An update from construction and outsourcing group Carillion yesterday showed a good level of recent contract wins and a 'positive' start to 2011. This underpins what could be a very successful couple of years for the group – especially internationally. The company detailed orders worth about £350m. Carillion said it will have net cash of about £100m at the end of the year, which is higher than analysts had anticipated. The shares are trading on a December 2010 earnings multiple of 9.7 times, falling to 9.2 next year, which is a discount to peers. The yield is an attractive 4%. Buy.
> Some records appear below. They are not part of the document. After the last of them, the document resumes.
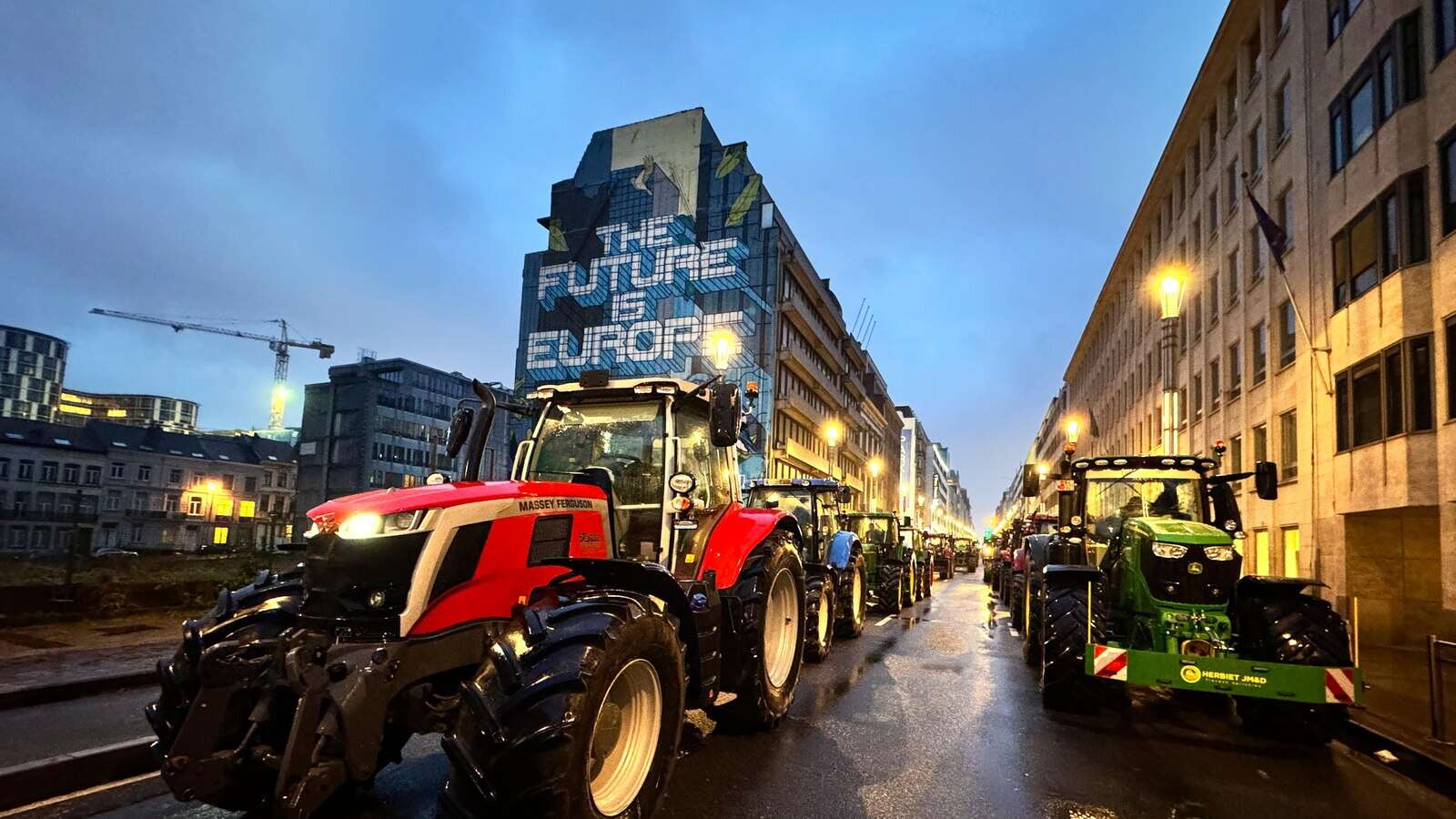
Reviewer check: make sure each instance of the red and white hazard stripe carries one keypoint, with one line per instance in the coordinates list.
(1110, 663)
(1340, 685)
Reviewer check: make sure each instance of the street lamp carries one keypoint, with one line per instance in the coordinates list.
(875, 468)
(1169, 298)
(832, 433)
(721, 347)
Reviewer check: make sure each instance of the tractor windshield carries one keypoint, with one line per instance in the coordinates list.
(1116, 496)
(871, 531)
(625, 439)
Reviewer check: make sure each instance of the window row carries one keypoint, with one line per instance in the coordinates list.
(1388, 394)
(1388, 79)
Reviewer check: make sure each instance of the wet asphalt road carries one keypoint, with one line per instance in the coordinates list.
(934, 714)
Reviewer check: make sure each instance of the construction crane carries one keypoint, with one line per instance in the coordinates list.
(280, 347)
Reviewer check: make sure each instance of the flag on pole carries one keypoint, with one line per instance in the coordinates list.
(1273, 234)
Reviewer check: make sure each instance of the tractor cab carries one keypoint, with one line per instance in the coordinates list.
(660, 450)
(814, 503)
(1164, 531)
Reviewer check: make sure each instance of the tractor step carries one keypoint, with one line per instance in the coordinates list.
(1227, 675)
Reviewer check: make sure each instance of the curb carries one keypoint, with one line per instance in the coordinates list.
(44, 778)
(1410, 761)
(43, 694)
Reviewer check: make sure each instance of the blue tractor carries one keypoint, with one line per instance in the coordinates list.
(836, 593)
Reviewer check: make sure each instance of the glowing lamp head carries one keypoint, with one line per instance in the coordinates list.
(721, 346)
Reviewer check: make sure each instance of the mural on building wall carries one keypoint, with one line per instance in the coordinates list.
(655, 249)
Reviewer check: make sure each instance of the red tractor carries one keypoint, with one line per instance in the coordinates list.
(553, 627)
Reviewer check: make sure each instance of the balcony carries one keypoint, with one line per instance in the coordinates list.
(47, 516)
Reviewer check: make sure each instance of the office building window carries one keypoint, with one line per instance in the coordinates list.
(1385, 395)
(1235, 370)
(1445, 26)
(1451, 368)
(1283, 111)
(1259, 353)
(1288, 325)
(1449, 182)
(1370, 247)
(1289, 446)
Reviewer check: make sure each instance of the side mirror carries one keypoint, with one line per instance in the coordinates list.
(1225, 509)
(1266, 480)
(1030, 481)
(459, 430)
(523, 457)
(725, 416)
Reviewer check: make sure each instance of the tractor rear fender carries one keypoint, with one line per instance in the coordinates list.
(695, 605)
(1067, 574)
(844, 548)
(739, 532)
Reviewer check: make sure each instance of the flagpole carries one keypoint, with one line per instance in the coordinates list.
(1266, 222)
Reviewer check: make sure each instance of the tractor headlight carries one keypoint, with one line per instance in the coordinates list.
(1171, 551)
(370, 523)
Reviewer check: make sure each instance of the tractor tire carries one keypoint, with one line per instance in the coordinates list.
(1031, 637)
(1065, 683)
(1300, 630)
(259, 611)
(1016, 603)
(819, 632)
(601, 671)
(856, 599)
(771, 592)
(890, 592)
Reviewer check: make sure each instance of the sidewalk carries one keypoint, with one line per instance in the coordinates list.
(73, 652)
(1398, 700)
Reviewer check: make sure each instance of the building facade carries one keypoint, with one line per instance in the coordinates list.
(385, 423)
(172, 414)
(1340, 120)
(140, 489)
(666, 256)
(33, 368)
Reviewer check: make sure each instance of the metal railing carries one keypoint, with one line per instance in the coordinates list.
(1434, 659)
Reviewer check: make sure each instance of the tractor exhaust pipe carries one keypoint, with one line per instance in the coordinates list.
(480, 430)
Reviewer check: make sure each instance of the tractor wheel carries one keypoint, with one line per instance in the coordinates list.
(1300, 630)
(259, 611)
(1016, 603)
(890, 592)
(856, 602)
(1065, 685)
(820, 608)
(771, 595)
(575, 716)
(1031, 637)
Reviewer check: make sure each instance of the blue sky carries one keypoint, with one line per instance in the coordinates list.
(373, 174)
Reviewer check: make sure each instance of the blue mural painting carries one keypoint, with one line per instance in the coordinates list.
(660, 245)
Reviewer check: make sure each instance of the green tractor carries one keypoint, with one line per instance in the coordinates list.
(1143, 584)
(895, 559)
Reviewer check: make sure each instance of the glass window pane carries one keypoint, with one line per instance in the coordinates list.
(1423, 397)
(1363, 254)
(1394, 394)
(1366, 401)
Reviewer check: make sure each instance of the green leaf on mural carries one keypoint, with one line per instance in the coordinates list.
(744, 201)
(733, 155)
(558, 238)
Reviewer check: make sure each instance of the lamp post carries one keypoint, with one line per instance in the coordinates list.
(875, 467)
(1169, 293)
(832, 435)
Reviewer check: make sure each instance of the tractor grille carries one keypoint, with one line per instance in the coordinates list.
(1171, 581)
(344, 576)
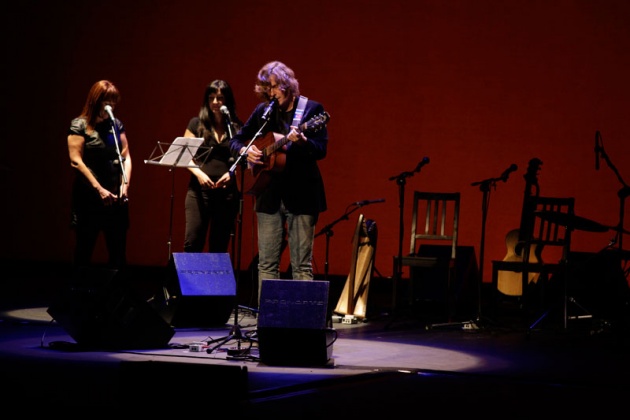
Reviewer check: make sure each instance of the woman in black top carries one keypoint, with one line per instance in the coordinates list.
(212, 198)
(96, 146)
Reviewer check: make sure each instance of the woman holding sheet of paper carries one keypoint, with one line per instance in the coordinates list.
(213, 197)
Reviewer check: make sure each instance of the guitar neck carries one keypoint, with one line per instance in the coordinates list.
(279, 144)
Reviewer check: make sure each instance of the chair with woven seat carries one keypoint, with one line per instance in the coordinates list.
(535, 255)
(435, 221)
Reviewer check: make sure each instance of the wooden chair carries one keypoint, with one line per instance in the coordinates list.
(537, 254)
(435, 221)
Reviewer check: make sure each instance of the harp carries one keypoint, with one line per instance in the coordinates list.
(353, 300)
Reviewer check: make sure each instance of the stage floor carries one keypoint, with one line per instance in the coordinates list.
(393, 361)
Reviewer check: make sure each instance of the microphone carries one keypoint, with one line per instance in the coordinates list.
(423, 162)
(366, 202)
(108, 108)
(597, 151)
(225, 111)
(505, 175)
(269, 109)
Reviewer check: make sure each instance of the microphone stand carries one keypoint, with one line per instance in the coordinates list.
(401, 180)
(236, 333)
(484, 187)
(120, 159)
(329, 232)
(622, 194)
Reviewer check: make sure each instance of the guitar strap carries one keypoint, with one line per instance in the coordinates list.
(299, 111)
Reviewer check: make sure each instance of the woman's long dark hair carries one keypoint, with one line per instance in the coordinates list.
(205, 113)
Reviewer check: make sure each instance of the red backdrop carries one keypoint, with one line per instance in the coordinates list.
(474, 85)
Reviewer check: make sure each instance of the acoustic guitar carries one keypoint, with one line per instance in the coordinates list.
(511, 282)
(273, 158)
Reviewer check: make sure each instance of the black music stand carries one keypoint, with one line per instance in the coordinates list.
(183, 152)
(180, 154)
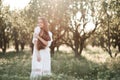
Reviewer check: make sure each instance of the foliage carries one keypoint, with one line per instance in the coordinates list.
(15, 66)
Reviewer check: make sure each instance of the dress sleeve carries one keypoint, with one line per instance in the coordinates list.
(49, 42)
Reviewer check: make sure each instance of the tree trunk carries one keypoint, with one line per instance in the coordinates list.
(52, 50)
(109, 50)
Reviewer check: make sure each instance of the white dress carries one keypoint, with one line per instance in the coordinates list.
(43, 67)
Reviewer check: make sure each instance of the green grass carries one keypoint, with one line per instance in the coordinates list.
(17, 66)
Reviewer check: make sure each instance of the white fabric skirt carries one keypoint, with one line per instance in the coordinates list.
(43, 67)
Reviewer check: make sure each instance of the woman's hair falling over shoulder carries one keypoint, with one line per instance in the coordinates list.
(45, 22)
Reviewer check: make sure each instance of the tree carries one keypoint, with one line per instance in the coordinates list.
(56, 13)
(5, 30)
(78, 33)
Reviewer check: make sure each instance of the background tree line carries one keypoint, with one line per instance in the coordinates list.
(69, 28)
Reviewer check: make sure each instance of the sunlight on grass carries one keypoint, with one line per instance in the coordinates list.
(95, 54)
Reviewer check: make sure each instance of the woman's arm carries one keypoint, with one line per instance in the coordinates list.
(43, 41)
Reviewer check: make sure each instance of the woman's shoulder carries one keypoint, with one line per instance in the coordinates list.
(50, 33)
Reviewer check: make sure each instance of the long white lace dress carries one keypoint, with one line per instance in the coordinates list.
(43, 67)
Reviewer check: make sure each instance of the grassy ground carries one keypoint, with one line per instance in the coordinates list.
(95, 64)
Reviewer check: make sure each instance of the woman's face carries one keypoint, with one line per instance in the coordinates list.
(40, 22)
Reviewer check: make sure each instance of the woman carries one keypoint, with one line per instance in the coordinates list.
(41, 60)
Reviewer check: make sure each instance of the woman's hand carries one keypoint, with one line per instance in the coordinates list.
(36, 35)
(38, 58)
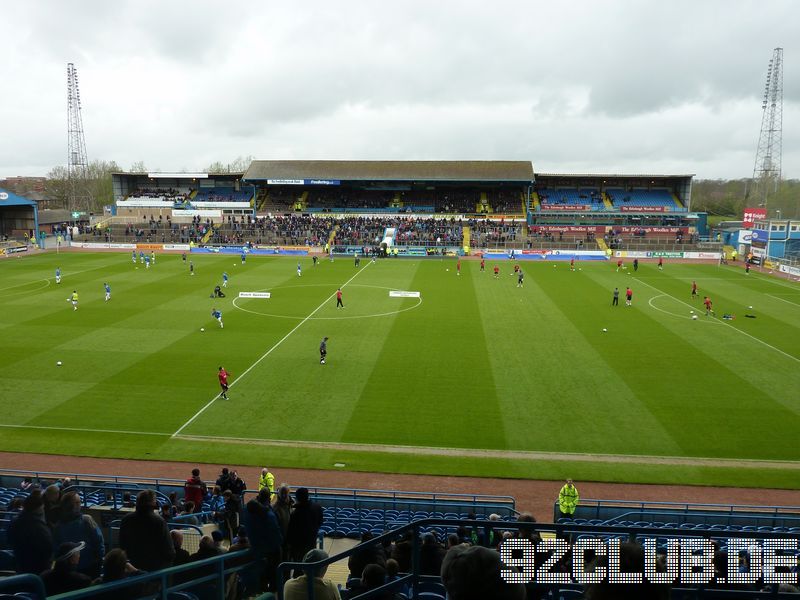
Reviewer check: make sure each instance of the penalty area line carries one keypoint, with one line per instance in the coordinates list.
(266, 354)
(752, 337)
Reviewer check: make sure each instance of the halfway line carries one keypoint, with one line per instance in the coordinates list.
(267, 353)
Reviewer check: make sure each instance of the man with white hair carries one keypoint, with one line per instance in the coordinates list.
(266, 481)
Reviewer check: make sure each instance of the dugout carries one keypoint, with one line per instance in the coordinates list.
(19, 217)
(392, 187)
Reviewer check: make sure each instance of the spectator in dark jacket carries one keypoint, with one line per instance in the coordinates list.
(370, 554)
(237, 485)
(144, 536)
(373, 577)
(224, 480)
(265, 537)
(206, 549)
(194, 490)
(64, 576)
(304, 524)
(30, 537)
(181, 555)
(115, 568)
(76, 527)
(52, 500)
(431, 555)
(283, 509)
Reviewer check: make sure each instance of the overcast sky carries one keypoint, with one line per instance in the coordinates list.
(635, 86)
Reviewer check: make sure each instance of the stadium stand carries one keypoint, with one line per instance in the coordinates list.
(642, 198)
(412, 545)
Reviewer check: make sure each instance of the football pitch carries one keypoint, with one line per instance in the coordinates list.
(477, 376)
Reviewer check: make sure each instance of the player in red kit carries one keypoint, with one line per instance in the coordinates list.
(223, 382)
(708, 303)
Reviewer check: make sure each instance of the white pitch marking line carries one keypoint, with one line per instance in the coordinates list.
(82, 430)
(11, 287)
(666, 312)
(786, 354)
(267, 353)
(783, 300)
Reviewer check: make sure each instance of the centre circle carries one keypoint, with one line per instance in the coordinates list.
(336, 318)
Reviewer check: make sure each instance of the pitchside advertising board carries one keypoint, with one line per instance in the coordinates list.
(753, 214)
(303, 182)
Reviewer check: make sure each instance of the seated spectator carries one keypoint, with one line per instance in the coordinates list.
(283, 509)
(187, 515)
(30, 537)
(237, 485)
(144, 535)
(240, 542)
(473, 573)
(324, 589)
(373, 577)
(194, 490)
(431, 555)
(401, 552)
(64, 576)
(116, 568)
(217, 501)
(393, 574)
(223, 481)
(52, 499)
(165, 510)
(230, 513)
(370, 554)
(207, 549)
(181, 555)
(75, 527)
(304, 524)
(217, 536)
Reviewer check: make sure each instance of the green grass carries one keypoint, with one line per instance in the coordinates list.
(476, 364)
Construction group Amec, has refocused its business to higher-margin sectors. In Amec's case these are the energy and mining services. Yesterday, it was revealed that the company has won a £140m contract with BG Group to provide services for all of its facilities in the central North Sea. Amec shares underperformed the wider sector last year. The shares had a total shareholder return (capital gains plus dividends) of 48% in 2010 compared with the sector average of 54%, as analysts cut their earnings forecast for 2011. Amec said last year that its order book stood at £3.1bn and it expected a margin of about 9%. Buy.

The Independent

Investors raised a glass to Greene King yesterday after the pub brewing company delivered bullish trading, boosted by tasty food sales. The operator of the Old English Inns also reinforced its focus on pub food by acquiring Cloverleaf Restaurants. For the 38 weeks to 23 January, Greene King's underlying retail sales rose by 3.9%. More significantly, its retail division expects margins to be 'slightly ahead of last year.' Overall, Greene King has proved itself in terms of its balance sheet and profit growth to have a model for all seasons. Buy.

The last time we looked at RPC Group, it had posted a trading statement showing gains in revenues, sales and prices. Yesterday's update continued the trend, with the plastic packaging supplier reporting higher third quarter results thanks to growth in the personal care and coffee capsule sectors. Revenues were boosted by the improved volumes and higher prices as rising polymer costs were passed on to customers. Beyond the strengths of the business, investors should look closely at the valuation, which remains unquestionably thin. Buy.

The Times

The Times today focuses on the Egypt situations impact on companies. The two travel companies most affected are the two biggest, TUI Travel and Thomas Cook. Thomas Cook and TUI, according to a note from Credit Suisse, carry about 900,000 and a million passengers a year to Egypt, about 5 or 6% of their mainstream custom. One analyst, estimated that the complete loss of both seasons could cost TUI £50m and Thomas Cook £30m.

Several banks, including HSBC and Barclays, have strong historic links with the country, where all bank branches hae been closed for the past couple of days. HSBC is the biggest, but profits account for less than 1% of the group total. Vodafone has a substantial operation in Egypt, 55% owned and with 28m customers, accounting for £1.35bn of a total of £44.5bn in the year to March 2010.

Other companies that could be impacted are Centamin, BP, BG Group and Hikma Pharmaceuticals.